Seleem Choudhury, who until May was Northeastern’s Chief Nursing Officer, insisted that the incidents were outliers and that the hospital has corrected its practices. “When a patient becomes incredibly violent, we do defer to using the police,” he said. “If a nurse or doctor enters the room and gets beat up, then it becomes a law enforcement issue.” The issue is also not restricted to Vermont: In January, regulators wrote up a hospital in Maryland that had contracted with local police, noting in the report that the hospital had failed to train police in appropriate restraints and provide guidance on the use of weapons.
Hospitals can be dangerous places for employees: the US Department of Labor ranks hospitals as one of the most hazardous places to work. In 2014, hospitals worked with legislators in Indiana to create a bill that allows the state’s medical centers to form their own police forces to help with security.
Both Choudhury and Sheriff Dean Shatney of Caledonia County, whose officers are dispatched to Northeastern, said the officers on duty mostly patrol the hospital’s parking lot and do not get involved with patient care. Shatney added that all officers under his supervision had taken all training on responding to people mental health crises offered by the state, including one voluntary program he described as an “advanced course.” When a crisis arises, he said, his officers’ first goal is “to keep everyone safe.”
But there is no evidence that Northeastern is communicating any better with the police it has hired about how to navigate mental health crises in a hospital setting since last year’s complaints. A copy of the 2019 security contract between the county and the hospital provides no details or specifics on how officers should support hospital staff in dealing with psychiatric patients (and the contract for 2020, Shatney confirmed, has no changes with regards to training).
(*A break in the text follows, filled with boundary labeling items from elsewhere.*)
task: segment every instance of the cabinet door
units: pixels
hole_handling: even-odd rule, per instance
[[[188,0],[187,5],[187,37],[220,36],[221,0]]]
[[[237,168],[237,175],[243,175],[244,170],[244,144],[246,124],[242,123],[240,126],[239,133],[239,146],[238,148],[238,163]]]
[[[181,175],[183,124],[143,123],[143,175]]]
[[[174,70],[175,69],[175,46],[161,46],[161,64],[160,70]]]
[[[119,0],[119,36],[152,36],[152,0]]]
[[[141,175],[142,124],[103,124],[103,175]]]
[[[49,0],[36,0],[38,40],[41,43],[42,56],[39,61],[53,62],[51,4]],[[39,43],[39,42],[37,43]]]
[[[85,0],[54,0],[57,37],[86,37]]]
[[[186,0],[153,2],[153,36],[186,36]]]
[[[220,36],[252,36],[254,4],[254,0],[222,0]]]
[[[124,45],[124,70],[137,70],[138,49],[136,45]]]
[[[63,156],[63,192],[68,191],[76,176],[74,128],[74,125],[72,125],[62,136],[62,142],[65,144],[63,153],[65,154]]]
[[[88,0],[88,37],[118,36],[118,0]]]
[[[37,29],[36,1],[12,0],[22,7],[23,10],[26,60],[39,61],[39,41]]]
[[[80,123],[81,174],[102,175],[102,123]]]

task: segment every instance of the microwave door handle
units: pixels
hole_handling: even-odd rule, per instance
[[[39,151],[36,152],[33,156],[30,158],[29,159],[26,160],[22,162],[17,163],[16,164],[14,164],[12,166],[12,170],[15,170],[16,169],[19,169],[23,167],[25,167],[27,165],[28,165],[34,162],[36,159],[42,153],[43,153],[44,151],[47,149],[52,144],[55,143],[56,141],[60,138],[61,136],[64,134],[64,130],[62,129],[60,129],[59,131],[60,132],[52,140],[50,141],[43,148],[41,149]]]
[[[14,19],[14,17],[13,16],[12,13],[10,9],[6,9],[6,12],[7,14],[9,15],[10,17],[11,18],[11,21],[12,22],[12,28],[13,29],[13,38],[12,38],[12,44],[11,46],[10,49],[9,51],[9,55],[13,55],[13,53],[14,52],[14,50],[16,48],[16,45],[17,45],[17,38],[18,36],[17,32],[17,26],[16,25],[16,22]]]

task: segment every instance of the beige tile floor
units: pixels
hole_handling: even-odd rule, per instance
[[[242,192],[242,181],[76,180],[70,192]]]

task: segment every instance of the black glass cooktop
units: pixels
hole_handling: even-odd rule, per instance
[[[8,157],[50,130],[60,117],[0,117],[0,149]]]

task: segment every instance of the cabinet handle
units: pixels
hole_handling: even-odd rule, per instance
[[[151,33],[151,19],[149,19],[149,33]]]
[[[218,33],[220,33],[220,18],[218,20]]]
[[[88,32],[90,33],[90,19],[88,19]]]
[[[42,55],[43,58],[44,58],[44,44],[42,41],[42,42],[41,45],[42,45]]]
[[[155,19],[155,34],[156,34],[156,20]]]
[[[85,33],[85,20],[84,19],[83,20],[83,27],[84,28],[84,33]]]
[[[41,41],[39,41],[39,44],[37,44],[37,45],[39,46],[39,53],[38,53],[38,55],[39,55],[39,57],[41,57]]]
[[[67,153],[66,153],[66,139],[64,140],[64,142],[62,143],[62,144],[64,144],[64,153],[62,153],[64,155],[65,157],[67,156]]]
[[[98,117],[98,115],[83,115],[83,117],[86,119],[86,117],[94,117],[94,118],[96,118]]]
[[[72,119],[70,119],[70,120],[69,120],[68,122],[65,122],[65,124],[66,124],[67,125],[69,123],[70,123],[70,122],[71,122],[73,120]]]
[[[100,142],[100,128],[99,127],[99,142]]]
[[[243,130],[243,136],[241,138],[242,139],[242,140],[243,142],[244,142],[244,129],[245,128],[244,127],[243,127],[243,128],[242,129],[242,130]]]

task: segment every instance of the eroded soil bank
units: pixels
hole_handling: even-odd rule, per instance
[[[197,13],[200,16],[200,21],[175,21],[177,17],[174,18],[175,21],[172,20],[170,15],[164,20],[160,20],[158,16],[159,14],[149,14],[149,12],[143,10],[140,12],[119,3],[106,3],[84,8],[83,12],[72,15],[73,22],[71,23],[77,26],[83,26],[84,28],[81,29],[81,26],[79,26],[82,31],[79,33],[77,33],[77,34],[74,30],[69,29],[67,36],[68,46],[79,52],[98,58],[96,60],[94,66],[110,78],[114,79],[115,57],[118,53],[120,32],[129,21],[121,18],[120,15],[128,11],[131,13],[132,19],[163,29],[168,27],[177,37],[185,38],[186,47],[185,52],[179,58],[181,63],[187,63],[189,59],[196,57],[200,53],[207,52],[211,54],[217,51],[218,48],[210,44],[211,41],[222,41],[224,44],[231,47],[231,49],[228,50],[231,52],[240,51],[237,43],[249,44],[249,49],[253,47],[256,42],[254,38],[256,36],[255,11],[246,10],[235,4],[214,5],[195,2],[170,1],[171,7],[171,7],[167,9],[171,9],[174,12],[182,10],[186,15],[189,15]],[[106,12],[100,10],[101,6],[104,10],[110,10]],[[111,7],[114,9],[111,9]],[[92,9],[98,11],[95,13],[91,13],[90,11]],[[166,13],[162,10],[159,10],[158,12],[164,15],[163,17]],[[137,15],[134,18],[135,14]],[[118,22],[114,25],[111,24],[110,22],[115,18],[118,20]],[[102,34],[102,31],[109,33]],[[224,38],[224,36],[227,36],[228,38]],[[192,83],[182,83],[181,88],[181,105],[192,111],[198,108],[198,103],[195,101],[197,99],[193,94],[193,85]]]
The hospital would not confirm if it had provided any supplemental rules or training around the treatment of mental health patients to the police it employs in recent months. A follow-up report made by regulators in November 2018 noted that the hospital still “lacked clarification defining Security’s/law enforcement’s role during behavioral interventions.” (The hospital told regulators it would outlaw use of law enforcement weapons, like Tasers and batons, as part of its corrective actions to respond to the violation. A training model for staff included by the hospital makes no mention of police presence.)
In May, Vermont’s legislature voted to give funds to the DMH to help the state’s hospitals get more staffing and support for patients with mental health issues. Fox said that the promise of this new funding has made hospitals lean on police less in recent months. Plus, he said, “word got out that they’re getting in trouble” for using the cops.
Mozdzierz said he’s staying cautious.
“When I’m up at [Northeastern], I’m DTA—don’t trust anybody,” he said. “I think about what happened last May, and my rights were definitely violated.”